I have a question regarding hot water heater capacity. I currently have two RV's, one with a Suburban propane manual start 6 gallon and the second with a Suburban propane 6 gallon with direct start ignition. The RV with the manual start hot water heater works great and provides enough hot water capacity for a regular shower. The RV with the direct start ignition unit might provide 3min of a hot shower before going cold. I recently bought the second RV because it had some upgrades like this water heater but it doesn't work nearly as good as the older manual start unit. The model of the DSI unit is a Suburban SW16D. The manual says the thermostat is non-adjustable. I also have a friend with the exact same RV and hot water heater except he doesn't have any issues.
Any ideas what what might be reducing the capacity of the DSI hot water heater?
I would guess the water is getting hotter in the hi cap heater, could be due to a defective thermostat in the lower capacity one.
Also 1 tank could have a gallon of crud in the bottom making for less capacity
Rich
'01 31 ft Rexall Vision, Generac 5.5k, 9245 conv, 400 watt inv, 2 12v batts, ammeters, KingDome/sat, Two Oly Cat heaters, and towing a '05 Jeep Liberty, or sometimes towing a Lowe bass boat.
Is it possible that the shower head in the one that runs out of hot water has a different or higher flow shower head? You can find out by using a bucket and a stop watch. Turn the shower on full and then after ir is flowing, aim it into the bucket and start the stop watch. After one minute, take the shower head out of the bucket and then measure the amount of water in the bucket. That will give you the Gallons per minutes. Do this for each RV and compare the flow for each RV. you might find the problem. My solution to the problem is an "Oxygenics" shower head. It gives a good feeling shower and only uses 1 1/2 GPM at full flow, so 6 gallons of hot mixed with a flow of cold to temper should give you at least 8 minutes of useable warm shower. Also you might want to check to see if this heater has a By pass valve and that it is indeed open wide.
Othertonka
2004 Southwind 32VS 8.1 Workhorse chassis
2002 CRV Toad
U. S. Gear Unified brake system
Retired Fire Captain, SFD
Some people have mentioned having problems where the hot water is being mixed with the cold water. Places where you might check the pipes are outside showers and the valves you change when you winterize.
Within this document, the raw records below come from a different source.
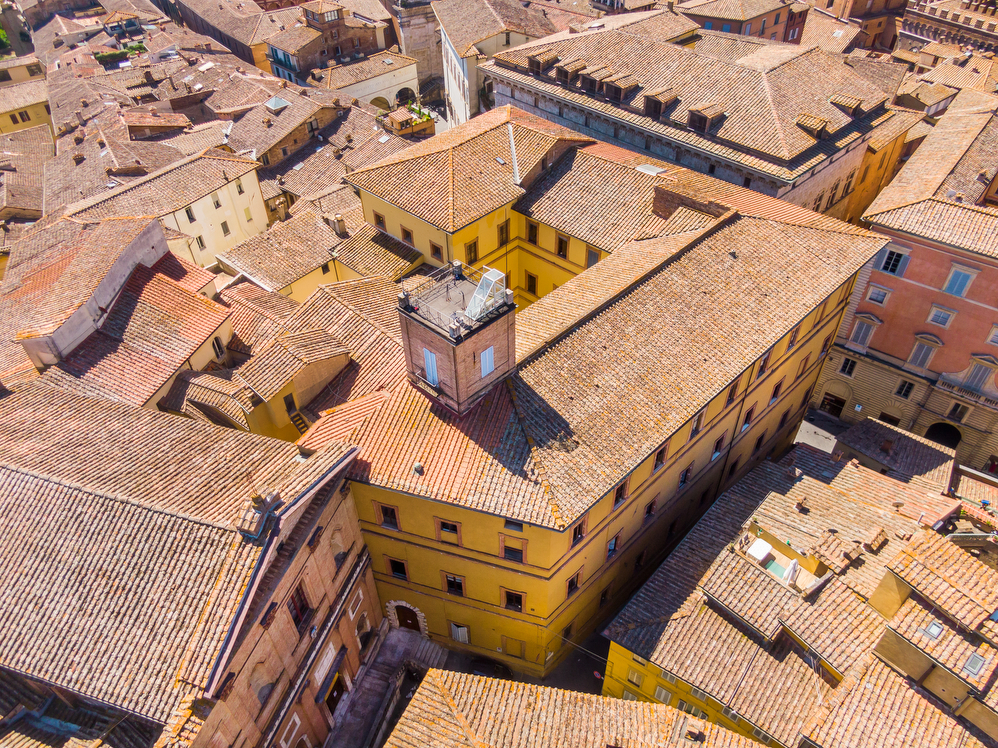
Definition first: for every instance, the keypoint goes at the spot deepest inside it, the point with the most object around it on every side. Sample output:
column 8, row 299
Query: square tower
column 459, row 334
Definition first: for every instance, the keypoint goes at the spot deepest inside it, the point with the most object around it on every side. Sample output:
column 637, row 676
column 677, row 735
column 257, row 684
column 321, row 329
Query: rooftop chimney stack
column 459, row 334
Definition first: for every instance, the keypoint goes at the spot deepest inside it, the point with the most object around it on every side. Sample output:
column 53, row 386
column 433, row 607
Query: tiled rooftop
column 167, row 190
column 468, row 22
column 455, row 710
column 935, row 193
column 286, row 252
column 905, row 454
column 105, row 555
column 717, row 619
column 760, row 96
column 154, row 327
column 466, row 172
column 692, row 300
column 53, row 269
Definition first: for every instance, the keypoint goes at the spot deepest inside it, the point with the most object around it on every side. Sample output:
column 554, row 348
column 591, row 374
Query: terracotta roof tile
column 154, row 327
column 268, row 371
column 286, row 252
column 455, row 710
column 952, row 580
column 466, row 172
column 907, row 455
column 371, row 252
column 133, row 519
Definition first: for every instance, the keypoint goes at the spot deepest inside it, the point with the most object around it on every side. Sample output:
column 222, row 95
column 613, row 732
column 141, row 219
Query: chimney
column 459, row 335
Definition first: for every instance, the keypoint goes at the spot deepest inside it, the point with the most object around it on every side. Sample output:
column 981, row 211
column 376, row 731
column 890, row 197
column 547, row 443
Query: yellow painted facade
column 23, row 117
column 645, row 520
column 517, row 258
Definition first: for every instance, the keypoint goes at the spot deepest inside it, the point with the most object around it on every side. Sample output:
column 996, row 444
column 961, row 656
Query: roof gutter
column 269, row 550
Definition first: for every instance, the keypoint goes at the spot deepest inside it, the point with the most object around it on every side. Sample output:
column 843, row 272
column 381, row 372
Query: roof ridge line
column 539, row 466
column 458, row 716
column 112, row 496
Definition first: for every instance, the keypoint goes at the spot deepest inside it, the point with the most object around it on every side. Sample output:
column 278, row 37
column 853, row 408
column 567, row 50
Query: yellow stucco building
column 521, row 473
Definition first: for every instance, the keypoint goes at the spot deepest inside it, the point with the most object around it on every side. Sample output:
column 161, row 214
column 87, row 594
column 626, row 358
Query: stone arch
column 391, row 610
column 944, row 433
column 405, row 96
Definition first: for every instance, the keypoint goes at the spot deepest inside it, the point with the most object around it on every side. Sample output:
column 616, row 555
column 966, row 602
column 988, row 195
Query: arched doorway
column 405, row 96
column 944, row 433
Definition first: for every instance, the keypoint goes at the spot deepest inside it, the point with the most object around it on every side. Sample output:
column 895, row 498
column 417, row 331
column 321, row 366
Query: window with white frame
column 861, row 332
column 878, row 294
column 940, row 316
column 978, row 376
column 921, row 354
column 959, row 280
column 488, row 362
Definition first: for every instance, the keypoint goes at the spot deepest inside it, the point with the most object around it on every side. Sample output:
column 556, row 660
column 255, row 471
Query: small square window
column 573, row 584
column 718, row 446
column 397, row 569
column 613, row 546
column 892, row 263
column 562, row 246
column 512, row 552
column 939, row 316
column 958, row 282
column 686, row 475
column 389, row 517
column 531, row 284
column 877, row 295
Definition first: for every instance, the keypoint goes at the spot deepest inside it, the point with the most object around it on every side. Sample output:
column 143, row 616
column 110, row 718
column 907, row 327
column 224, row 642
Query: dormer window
column 704, row 116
Also test the the hot water at the kitchen sink and see if it also runs out in only 3 minutes.
RJsfishin wrote: I would guess the water is getting hotter in the hi cap heater, could be due to a defective thermostat in the lower capacity one.
Also 1 tank could have a gallon of crud in the bottom making for less capacity
Hi Rich. Both units are the exact same size so I don't think that's the issue. I will pull the tank plug and drain any sediment. The thermostat sounds more likely but there is no user adjustment available. Maybe it's defective or is installed incorrectly.
Clean the tank and check the bypass valve. Check the outside
shower valves and make sure the tank is filling all the way up.
Could have some air in it. Look at the flame and make sure its
blue.
Hope this helps
Thanks everyone for the advice. I'll run through the tests mentioned above and see what I can determine. I noticed nobody mentioned the internal thermostat or thermocouple as possible problem areas. Is that because they probably aren't causing my issue?
I also suggest checking to see if the kitchen fauscet is also cold once the shower water is cold, to see if it is a local or system problem.
The cold water is supposed to enter the bottom of the hot water tank, and slowly rise up to the top, pushing out the 140F water as it goes, not mixing the incoming 50F water with the 140F water and creating 90F water after a really short time.
I think that you might have a problem with the fill tube, not going all the way to the bottom of the tank anymore, so the cold incoming water is making it's way to the output line to soon.
My guess is that you are running the heater on gas the whole time you take a shower? I guess I would get rid of my RV if I could only take a 3 minute shower too!
Try draining the sedimate first, then start looking at the cold water mixing with the hot, if the kitchen sink is as cold as the shower water.
If the kitchen sink still has hot water, while the bathroom is cold, then consider a outside shower fixture might have been left turned on at the hot and cold valves, with the shower portion turned off, allowing water to flow backwards in that fixture. Or there might be a problem with the winterizing bypass valve, or something else in the RV piping causing the water to turn lukewarm after a short time.
If you open the water heater compartment door, the thermostats will be exposed to slightly cooler air, and this might cause the burner to run a little longer, warming the hot water a bit more (perhaps 10F warmer hot water). It might be worth a try, no cost anyway.